TL;DR: Packaging is about making your skill usable by someone who has never seen it before. That means: a README that explains what it does and how to install it in under 60 seconds, a LICENSE that grants legal permission to use it, test coverage that proves it works, and a folder structure that Claude can navigate correctly.
What Does a Distribution-Ready Skill Look Like?
A distribution-ready Claude Code skill has four required elements: a README with installation steps, a LICENSE granting legal permission, a CHANGELOG tracking version history, and an evals.json inside the skill folder. README, LICENSE, and CHANGELOG live at the repository root so Claude never loads them as context; evals.json lives inside the skill folder so Claude knows the skill was tested.
skill-repo/
├── README.md (required: installation and usage)
├── LICENSE (required: legal permission to use)
├── CHANGELOG.md (recommended: version history)
└── your-skill-name/ (the skill folder Claude reads)
├── SKILL.md
├── evals.json
├── references/
│ └── domain-knowledge.md
└── assets/
└── output-template.md
The 3 files at the repository root (README, LICENSE, CHANGELOG) serve human readers. The skill folder serves Claude. Keep them separate. README, LICENSE, and CHANGELOG placed inside the skill folder get loaded into Claude's context every time the skill runs, wasting tokens on content the model doesn't need.
This separation is the first thing we check when auditing community skills for client projects. A skill with a README inside the skill folder is a fair-weather skill: it works, but it's wasting 300-500 tokens per run on human-readable documentation the model doesn't use. According to Claude Code's skill architecture research, each skill's metadata (name and description) consumes approximately 109 tokens at startup; placing a full README inside the skill folder multiplies that token cost on every invocation (Anthropic, Claude Code Docs, 2024).
How Do I Write a README That Drives Actual Installs?
Write four sections in order: what the skill produces (2-3 sentences naming the actual output), when to invoke it (trigger condition stated explicitly), exact installation commands (copy-paste ready, not paraphrased), and configuration notes. That covers everything a stranger needs to go from discovery to first run. Nothing in a README matters if the installation block fails.
- What this skill does (2-3 sentences): Write the output, not the feature. "Produces a structured code review in 3 sections: critical issues, warnings, and style feedback." Not "helps you review code." The person reading this wants to know if the skill solves their specific problem.
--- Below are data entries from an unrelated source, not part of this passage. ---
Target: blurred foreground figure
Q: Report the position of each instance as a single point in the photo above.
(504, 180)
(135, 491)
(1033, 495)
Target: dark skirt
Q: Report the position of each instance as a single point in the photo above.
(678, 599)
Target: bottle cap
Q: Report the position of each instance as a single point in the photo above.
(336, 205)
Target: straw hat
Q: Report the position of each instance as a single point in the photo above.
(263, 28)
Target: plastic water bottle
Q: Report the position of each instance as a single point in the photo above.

Give them the answer in 10 words.
- When to use it (1-2 sentences): State the trigger explicitly. "Invoke when you want a structured review of a TypeScript file before submitting a pull request. Works via slash command (
/your-skill-name) or auto-triggers when you describe a code review task naturally." - Installation (numbered steps): Show exact commands. Don't paraphrase. A developer who installs skills frequently has zero patience for "copy the skill folder to your skills directory." Show the path:
1. git clone https://github.com/your-username/your-skill-repo.git 2. cp -r your-skill-repo/your-skill-name .claude/skills/ 3. Start a new Claude Code session and run /skills to verify installation. - Configuration (if applicable): List any reference files the user needs to customize. If the skill works without configuration, say so: "No configuration required. Install and run."
We've released public skills on GitHub and the metric that predicts install count is README clarity, not skill quality. A skill with a 3-step installation block gets installed. A skill with "refer to the SKILL.md for details" gets skipped. The skill's quality becomes irrelevant if no one installs it. Research analyzing 5,000 GitHub repositories found that the number of lists, links, and frequency of README updates are statistically significant factors distinguishing popular from non-popular repositories (Wang et al., Journal of Systems and Software, 2023).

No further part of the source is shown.